Avec quelques mois de recul sur cette édition, je m’interroge sur ce que l’expérience de la lecture en scène, avec son dispositif théâtral minimal, propose d’unique, alors qu’elle n’est pas encore tout à fait une représentation ou une mise en scène, mais qu’elle offre tout de même un peu plus que l’acte de lecture en solitaire. D’où vient ce plaisir renouvelé – depuis les vingt-deux années d’existence du festival – de se réunir pour écouter des interprètes nous lire des textes destinés à la scène? Poser la question, c’est un peu y répondre.

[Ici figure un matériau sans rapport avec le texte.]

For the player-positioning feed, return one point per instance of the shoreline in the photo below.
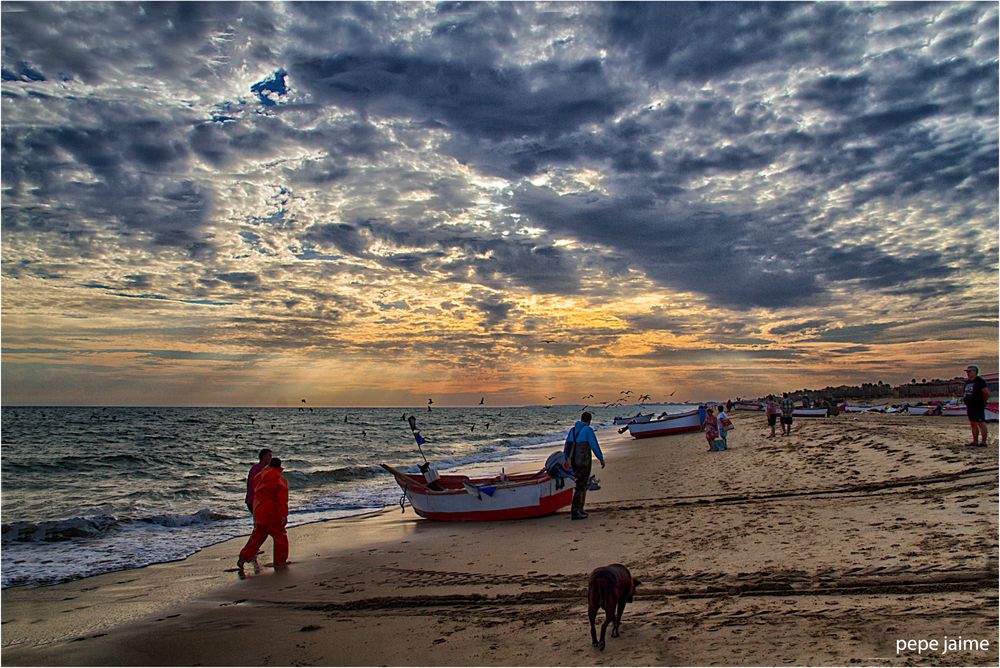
(806, 549)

Lire à plusieurs : une coconstruction de l’oeuvre
Le festival de Québec se tenant en décembre, à l’approche des Fêtes, j’ai toujours ressenti une certaine magie opérer dans la salle, alors qu’une grande partie du milieu théâtral se joint au public pour savourer les mots des auteur·trices dans la bouche des interprètes, en toute simplicité. Simplicité qui donne lieu à une ambiance intime, chaleureuse et qui engage la plupart du temps un désir de festoyer. Peut-être y a-t-il un petit quelque chose dans l’idée de lire ensemble ou encore de se faire faire la lecture, comme lorsque, enfants, on nous lisait des histoires? La dimension sociale de cette activité serait donc une première caractéristique expliquant la popularité de la lecture théâtralisée – dimension par ailleurs mise en évidence par la notion de « convocation » proposée par le titre de l’édition. Bien entendu, il s’agit d’un aspect fondateur de l’expérience théâtrale en soi. Mais il me semble qu’il se révèle avec une certaine intensité dans le dépouillement de la lecture théâtralisée. Les artifices de la représentation étant réduits à l’essentiel, la frontière entre les interprètes et le public s’amincit et une proximité s’installe. Après tout, la lecture, jusqu’au Moyen Âge, s’effectuait essentiellement à haute voix, comme nous le rappelle l’anthropologue Tim Ingold : « loin d’être la contemplation silencieuse et solitaire du mot écrit qui nous est si familière aujourd’hui, à cette époque, lire signifiait “un acte public et oral au sein d’une communauté” [Howe, 1992 : 74]. C’était une performance, une question de lire à voix haute[1] » (2007 : 14). Le Jamais Lu nous ramènerait donc à cette dimension collective originelle de la lecture, où les rares privilégié·es qui en avaient la capacité se faisaient les passeur·euses de textes sacrés ou profanes.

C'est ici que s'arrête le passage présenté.